さらに、「まだ決めていないのに話しても仕方ない」という考えも切り出しを遅らせます。しかし、決めてから話すのではなく、決めるために話すという順序に変えると、切り出しやすくなります。
切り出せない理由を整理する
漠然とした「話しにくさ」を、具体的な理由に分解してみると、対処の糸口が見えてきます。多くの経営者に共通するのは、次のような理由です。
- 心配や負担をかけたくないという遠慮
- 反対されて関係がこじれることへの不安
- 会社の実態(借入・保証など)を見せる気まずさ
- 何をどう話せばよいか整理できていない
- 切り出すタイミングを計りかねている
「相談」として切り出す
「もう決めた」と結論から入ると、家族は身構えます。反対に、「これからのことを一緒に考えたい」という相談の形で切り出すと、家族も当事者として受け止めやすくなります。
会社の将来は、家族の生活にも関わる問題です。だからこそ、一方的な報告ではなく、一緒に考える相談として持ちかけることが、対話をこじらせない鍵になります。
話しやすい場と入り口をつくる
改まりすぎない雰囲気で
「大事な話がある」と改まると、家族は悪い知らせを警戒します。食事の席や何気ない会話の流れの中で、「最近、会社の先のことを考えていてね」と軽く切り出す方が、自然に話が始まります。
一度で全部を話し切ろうとせず、少しずつ話題に触れていく前提で臨むと、互いに構えずに済みます。何度かに分けて対話を重ねることが、無理のない進め方です。
自分の気持ちを正直に伝える
対話では、事実だけでなく自分の気持ちを正直に伝えることが大切です。「体力に不安を感じ始めた」「従業員の将来が気になる」といった率直な思いは、家族の理解を引き出します。
強がって事実だけを並べると、家族には真意が伝わりません。弱さや迷いも含めて言葉にすることが、かえって信頼される対話につながります。
反対されたときの受け止め方
家族が反対するのは、多くの場合、不安や情報不足が原因です。反対を「拒絶」と捉えず、「不安の表れ」と受け止めると、冷静に向き合えます。
反対の背後にある心配を丁寧に聞き、一つずつ情報で応えていくことで、時間はかかっても理解は深まります。感情的な対立を避けるには、第三者に間に入ってもらうことも有効です。
最初の一歩を踏み出す手順
切り出しを具体的な行動に落とすと、踏み出しやすくなります。次のような手順を目安にしてみてください。完璧を目指さず、まず口に出すことを優先します。

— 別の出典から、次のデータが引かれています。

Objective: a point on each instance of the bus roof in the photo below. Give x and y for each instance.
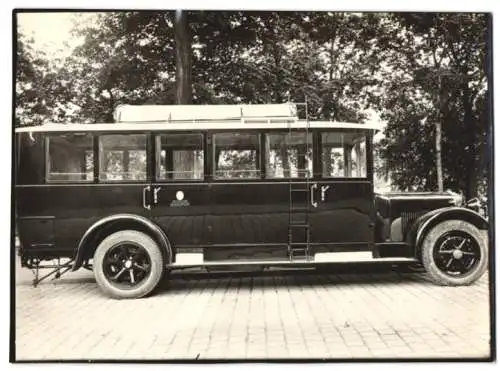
(192, 125)
(200, 112)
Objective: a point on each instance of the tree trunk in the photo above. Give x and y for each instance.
(471, 169)
(183, 161)
(441, 117)
(184, 92)
(439, 163)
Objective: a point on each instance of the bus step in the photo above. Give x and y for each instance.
(299, 225)
(299, 189)
(299, 208)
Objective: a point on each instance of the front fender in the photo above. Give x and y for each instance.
(114, 223)
(426, 222)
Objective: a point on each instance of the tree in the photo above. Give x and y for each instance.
(417, 88)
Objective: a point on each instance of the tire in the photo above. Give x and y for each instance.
(443, 264)
(110, 259)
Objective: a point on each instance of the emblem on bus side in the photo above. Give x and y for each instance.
(180, 201)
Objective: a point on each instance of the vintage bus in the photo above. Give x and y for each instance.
(168, 187)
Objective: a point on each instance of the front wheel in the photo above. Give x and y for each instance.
(128, 265)
(455, 253)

- 自分が会社の将来をどうしたいか、気持ちを整理する
- 切り出せない理由を書き出して分解する
- 改まらない場で「相談したいことがある」と軽く伝える
- 事実だけでなく自分の気持ちも正直に話す
- 一度で決めず、何度かに分けて対話を重ねる
情報を整えてから話すと安心
会社の実態が自分の中でも整理できていないと、家族に説明する際に不安が伝染しがちです。売却や承継にどんな選択肢があるのか、あらかじめ把握しておくと、落ち着いて話せます。
選択肢や条件の見込みは個別性が高く、一概には言えません。事前に専門家から情報を得ておくと、家族への説明にも説得力が生まれます。
第三者の同席が対話を助ける
家族だけで話すと感情が先立ち、話がまとまらないことがあります。事業承継の専門家など第三者に同席してもらうと、客観的な情報をもとに冷静な対話ができます。
自動車アフター業界に詳しい支援者であれば、業界の実情を踏まえて家族の疑問にも答えられます。判断に迷う点は自己判断せず、専門家に相談しながら進めることをおすすめします。
まとめ
会社の将来を家族に切り出せないのは、家族を思う気持ちの裏返しです。大切なのは、結論を報告するのではなく、一緒に考える相談として、改まらない場で少しずつ切り出すことです。自分の気持ちを正直に伝え、反対は不安の表れと受け止めましょう。
一度で決める必要はありません。何度かに分けて対話を重ね、必要なら第三者の力も借りてください。最初の一歩を踏み出せば、家族は必ず力になってくれます。まずは情報を整えるところから始めてみましょう。